6 de julio de 2021

Moby Dick, Herman Melville

Tras una racha en la que la novela de aventuras copó casi todos los libros que me leía —supongo que porque me era necesario—, decidí, entre comillas, alejarme, para llegar a otra perspectiva. 
Cuando volví a retomarla, la elegida para recuperar el tiempo perdido y las ganas olvidadas fue una obra que marcó historia, hija de su tiempo y una espectacular visión de la vida en el mar, de lo peligrosa que podía llegar a ser y de lo pequeños que somos en comparación con todo lo que nos rodea. 
Como no podía ser menos, la novela fue la cumbre, a mi parecer, de Herman Melville, «Moby Dick». 

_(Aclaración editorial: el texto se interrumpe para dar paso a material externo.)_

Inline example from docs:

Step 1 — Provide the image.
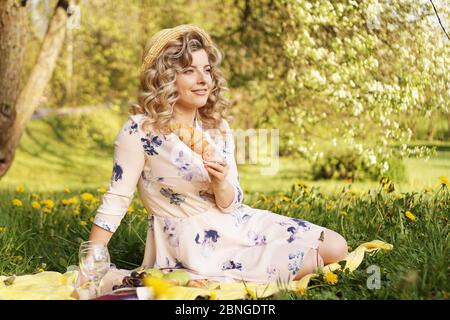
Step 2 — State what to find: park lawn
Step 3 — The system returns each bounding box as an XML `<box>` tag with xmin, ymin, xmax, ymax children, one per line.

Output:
<box><xmin>0</xmin><ymin>114</ymin><xmax>450</xmax><ymax>193</ymax></box>
<box><xmin>0</xmin><ymin>114</ymin><xmax>450</xmax><ymax>299</ymax></box>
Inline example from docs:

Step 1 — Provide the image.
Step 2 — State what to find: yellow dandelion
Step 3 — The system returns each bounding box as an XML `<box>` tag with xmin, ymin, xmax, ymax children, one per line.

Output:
<box><xmin>31</xmin><ymin>201</ymin><xmax>41</xmax><ymax>209</ymax></box>
<box><xmin>297</xmin><ymin>287</ymin><xmax>306</xmax><ymax>296</ymax></box>
<box><xmin>81</xmin><ymin>192</ymin><xmax>94</xmax><ymax>201</ymax></box>
<box><xmin>245</xmin><ymin>287</ymin><xmax>258</xmax><ymax>300</ymax></box>
<box><xmin>41</xmin><ymin>199</ymin><xmax>55</xmax><ymax>209</ymax></box>
<box><xmin>339</xmin><ymin>211</ymin><xmax>347</xmax><ymax>217</ymax></box>
<box><xmin>323</xmin><ymin>272</ymin><xmax>338</xmax><ymax>285</ymax></box>
<box><xmin>67</xmin><ymin>197</ymin><xmax>78</xmax><ymax>204</ymax></box>
<box><xmin>439</xmin><ymin>176</ymin><xmax>450</xmax><ymax>187</ymax></box>
<box><xmin>209</xmin><ymin>290</ymin><xmax>217</xmax><ymax>300</ymax></box>
<box><xmin>405</xmin><ymin>211</ymin><xmax>416</xmax><ymax>221</ymax></box>
<box><xmin>295</xmin><ymin>180</ymin><xmax>308</xmax><ymax>189</ymax></box>
<box><xmin>144</xmin><ymin>277</ymin><xmax>178</xmax><ymax>299</ymax></box>
<box><xmin>12</xmin><ymin>199</ymin><xmax>22</xmax><ymax>207</ymax></box>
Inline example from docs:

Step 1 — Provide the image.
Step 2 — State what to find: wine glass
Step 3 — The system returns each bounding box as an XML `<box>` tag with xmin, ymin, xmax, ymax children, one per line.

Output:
<box><xmin>79</xmin><ymin>241</ymin><xmax>111</xmax><ymax>296</ymax></box>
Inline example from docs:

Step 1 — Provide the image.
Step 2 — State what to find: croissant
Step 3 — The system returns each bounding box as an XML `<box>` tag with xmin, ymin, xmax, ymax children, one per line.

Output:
<box><xmin>170</xmin><ymin>124</ymin><xmax>225</xmax><ymax>164</ymax></box>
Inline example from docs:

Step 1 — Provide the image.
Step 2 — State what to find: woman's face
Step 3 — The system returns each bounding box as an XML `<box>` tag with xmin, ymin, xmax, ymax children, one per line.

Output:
<box><xmin>175</xmin><ymin>49</ymin><xmax>213</xmax><ymax>110</ymax></box>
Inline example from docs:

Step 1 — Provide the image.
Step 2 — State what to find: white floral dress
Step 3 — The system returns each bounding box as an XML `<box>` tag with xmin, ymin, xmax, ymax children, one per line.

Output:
<box><xmin>94</xmin><ymin>115</ymin><xmax>325</xmax><ymax>283</ymax></box>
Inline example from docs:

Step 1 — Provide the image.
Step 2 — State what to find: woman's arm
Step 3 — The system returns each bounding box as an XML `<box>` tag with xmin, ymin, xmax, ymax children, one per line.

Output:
<box><xmin>205</xmin><ymin>120</ymin><xmax>243</xmax><ymax>213</ymax></box>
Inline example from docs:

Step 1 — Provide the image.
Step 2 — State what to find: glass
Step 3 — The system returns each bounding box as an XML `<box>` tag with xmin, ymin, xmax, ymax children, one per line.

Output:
<box><xmin>79</xmin><ymin>241</ymin><xmax>111</xmax><ymax>296</ymax></box>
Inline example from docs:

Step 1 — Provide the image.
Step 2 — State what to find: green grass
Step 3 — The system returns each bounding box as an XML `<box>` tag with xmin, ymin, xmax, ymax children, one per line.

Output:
<box><xmin>0</xmin><ymin>180</ymin><xmax>450</xmax><ymax>299</ymax></box>
<box><xmin>0</xmin><ymin>114</ymin><xmax>450</xmax><ymax>299</ymax></box>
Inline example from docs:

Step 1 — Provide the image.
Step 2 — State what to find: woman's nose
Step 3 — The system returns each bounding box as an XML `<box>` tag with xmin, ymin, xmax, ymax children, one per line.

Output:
<box><xmin>197</xmin><ymin>71</ymin><xmax>206</xmax><ymax>83</ymax></box>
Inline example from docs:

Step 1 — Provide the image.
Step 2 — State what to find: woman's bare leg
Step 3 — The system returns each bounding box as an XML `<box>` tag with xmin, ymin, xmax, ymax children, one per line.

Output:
<box><xmin>294</xmin><ymin>249</ymin><xmax>323</xmax><ymax>280</ymax></box>
<box><xmin>319</xmin><ymin>229</ymin><xmax>348</xmax><ymax>265</ymax></box>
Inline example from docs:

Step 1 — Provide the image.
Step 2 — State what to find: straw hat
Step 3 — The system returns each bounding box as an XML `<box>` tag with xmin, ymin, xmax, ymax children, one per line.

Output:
<box><xmin>140</xmin><ymin>24</ymin><xmax>212</xmax><ymax>73</ymax></box>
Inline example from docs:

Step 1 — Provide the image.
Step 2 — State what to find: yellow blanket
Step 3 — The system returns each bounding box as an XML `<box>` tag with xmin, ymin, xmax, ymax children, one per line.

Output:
<box><xmin>0</xmin><ymin>240</ymin><xmax>393</xmax><ymax>300</ymax></box>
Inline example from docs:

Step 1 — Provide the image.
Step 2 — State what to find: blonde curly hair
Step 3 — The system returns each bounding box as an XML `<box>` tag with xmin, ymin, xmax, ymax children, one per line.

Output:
<box><xmin>129</xmin><ymin>30</ymin><xmax>230</xmax><ymax>134</ymax></box>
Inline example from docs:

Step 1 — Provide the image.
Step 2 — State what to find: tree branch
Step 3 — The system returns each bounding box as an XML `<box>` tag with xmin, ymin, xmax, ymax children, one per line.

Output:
<box><xmin>430</xmin><ymin>0</ymin><xmax>450</xmax><ymax>40</ymax></box>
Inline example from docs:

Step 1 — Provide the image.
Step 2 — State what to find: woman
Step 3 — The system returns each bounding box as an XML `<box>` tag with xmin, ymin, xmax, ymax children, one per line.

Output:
<box><xmin>81</xmin><ymin>25</ymin><xmax>347</xmax><ymax>296</ymax></box>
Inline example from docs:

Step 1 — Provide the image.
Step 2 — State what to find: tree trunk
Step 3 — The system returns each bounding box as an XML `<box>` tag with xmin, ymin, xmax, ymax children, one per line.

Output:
<box><xmin>0</xmin><ymin>0</ymin><xmax>68</xmax><ymax>178</ymax></box>
<box><xmin>0</xmin><ymin>0</ymin><xmax>27</xmax><ymax>177</ymax></box>
<box><xmin>427</xmin><ymin>114</ymin><xmax>439</xmax><ymax>142</ymax></box>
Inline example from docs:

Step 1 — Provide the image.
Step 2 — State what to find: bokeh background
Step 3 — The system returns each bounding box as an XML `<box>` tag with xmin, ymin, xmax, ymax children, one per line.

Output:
<box><xmin>0</xmin><ymin>0</ymin><xmax>450</xmax><ymax>299</ymax></box>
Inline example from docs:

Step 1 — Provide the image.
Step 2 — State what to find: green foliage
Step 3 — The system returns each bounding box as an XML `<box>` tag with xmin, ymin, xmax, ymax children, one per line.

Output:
<box><xmin>0</xmin><ymin>179</ymin><xmax>450</xmax><ymax>299</ymax></box>
<box><xmin>44</xmin><ymin>106</ymin><xmax>126</xmax><ymax>150</ymax></box>
<box><xmin>311</xmin><ymin>149</ymin><xmax>406</xmax><ymax>181</ymax></box>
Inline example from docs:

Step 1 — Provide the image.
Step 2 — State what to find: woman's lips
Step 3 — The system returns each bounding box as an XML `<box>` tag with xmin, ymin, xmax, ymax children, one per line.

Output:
<box><xmin>192</xmin><ymin>89</ymin><xmax>208</xmax><ymax>96</ymax></box>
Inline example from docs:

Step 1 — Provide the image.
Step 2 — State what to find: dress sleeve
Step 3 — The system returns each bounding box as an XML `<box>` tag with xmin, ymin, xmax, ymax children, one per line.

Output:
<box><xmin>216</xmin><ymin>120</ymin><xmax>244</xmax><ymax>213</ymax></box>
<box><xmin>94</xmin><ymin>117</ymin><xmax>145</xmax><ymax>232</ymax></box>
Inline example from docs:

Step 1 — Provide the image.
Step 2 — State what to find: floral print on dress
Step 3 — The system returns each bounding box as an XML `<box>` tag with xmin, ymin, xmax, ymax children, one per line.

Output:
<box><xmin>222</xmin><ymin>260</ymin><xmax>243</xmax><ymax>271</ymax></box>
<box><xmin>111</xmin><ymin>162</ymin><xmax>123</xmax><ymax>182</ymax></box>
<box><xmin>159</xmin><ymin>188</ymin><xmax>186</xmax><ymax>206</ymax></box>
<box><xmin>231</xmin><ymin>205</ymin><xmax>252</xmax><ymax>227</ymax></box>
<box><xmin>124</xmin><ymin>120</ymin><xmax>138</xmax><ymax>135</ymax></box>
<box><xmin>288</xmin><ymin>250</ymin><xmax>305</xmax><ymax>276</ymax></box>
<box><xmin>141</xmin><ymin>133</ymin><xmax>162</xmax><ymax>156</ymax></box>
<box><xmin>175</xmin><ymin>150</ymin><xmax>206</xmax><ymax>182</ymax></box>
<box><xmin>247</xmin><ymin>230</ymin><xmax>267</xmax><ymax>246</ymax></box>
<box><xmin>195</xmin><ymin>229</ymin><xmax>220</xmax><ymax>258</ymax></box>
<box><xmin>278</xmin><ymin>218</ymin><xmax>311</xmax><ymax>243</ymax></box>
<box><xmin>266</xmin><ymin>265</ymin><xmax>277</xmax><ymax>281</ymax></box>
<box><xmin>235</xmin><ymin>184</ymin><xmax>242</xmax><ymax>203</ymax></box>
<box><xmin>163</xmin><ymin>218</ymin><xmax>180</xmax><ymax>247</ymax></box>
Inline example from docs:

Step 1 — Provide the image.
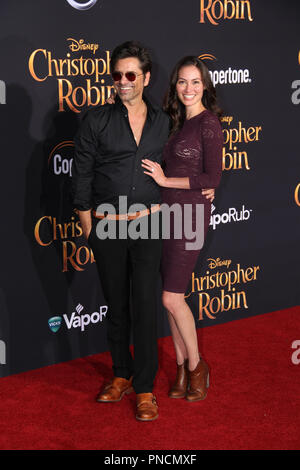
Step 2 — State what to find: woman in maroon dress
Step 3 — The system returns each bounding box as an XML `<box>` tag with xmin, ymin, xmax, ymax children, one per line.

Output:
<box><xmin>143</xmin><ymin>56</ymin><xmax>223</xmax><ymax>401</ymax></box>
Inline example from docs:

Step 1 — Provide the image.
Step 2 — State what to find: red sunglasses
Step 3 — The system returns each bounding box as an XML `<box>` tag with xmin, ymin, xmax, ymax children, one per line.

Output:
<box><xmin>111</xmin><ymin>72</ymin><xmax>144</xmax><ymax>82</ymax></box>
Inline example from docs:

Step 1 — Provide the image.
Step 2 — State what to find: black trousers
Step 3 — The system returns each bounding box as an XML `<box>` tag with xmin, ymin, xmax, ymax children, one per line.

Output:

Si algo me fascina, además de las descripciones, es la figura del capitán Ahab, una figura casi de culto, un personaje obsesivo y vengativo que representa, a mi parecer, el paradigma de una sociedad enferma y en declive, obcecada por la persecución —justa o no, ya depende de quien lo lea— a la ballena blanca que le arrancó la pierna y que ha sembrado a su paso destrucción sobre aquellos que ha intentado capturarla. 
Además del maravilloso uso que hace de la descripción, haciendo, en ocasiones, las veces de libro de viajes en cuanto se describen los puertos donde va atracando el barco y lo exhaustivo se hace patente, es el manejo de los personajes, su interior y, en lo que se refiere al capitán Ahab, la capacidad que tiene el autor para hacer que nos solidaricemos en cierto modo con la angustia que nos hace sentir la búsqueda desesperada de Moby Dick para darle muerte y poner fin a su venganza. 
Realmente, lo que a simple vista puede parecer una novela más de aventuras —que queda claro que no lo es—, a mí se me antoja una lucha simbólica entre el bien y el mal, entre el odio más profundo y la inconsciencia más animal, que se convierte en una pugna por sobrevivir el hombre frente a su némesis, némesis que él mismo ha creado y necesita para sobrevivir.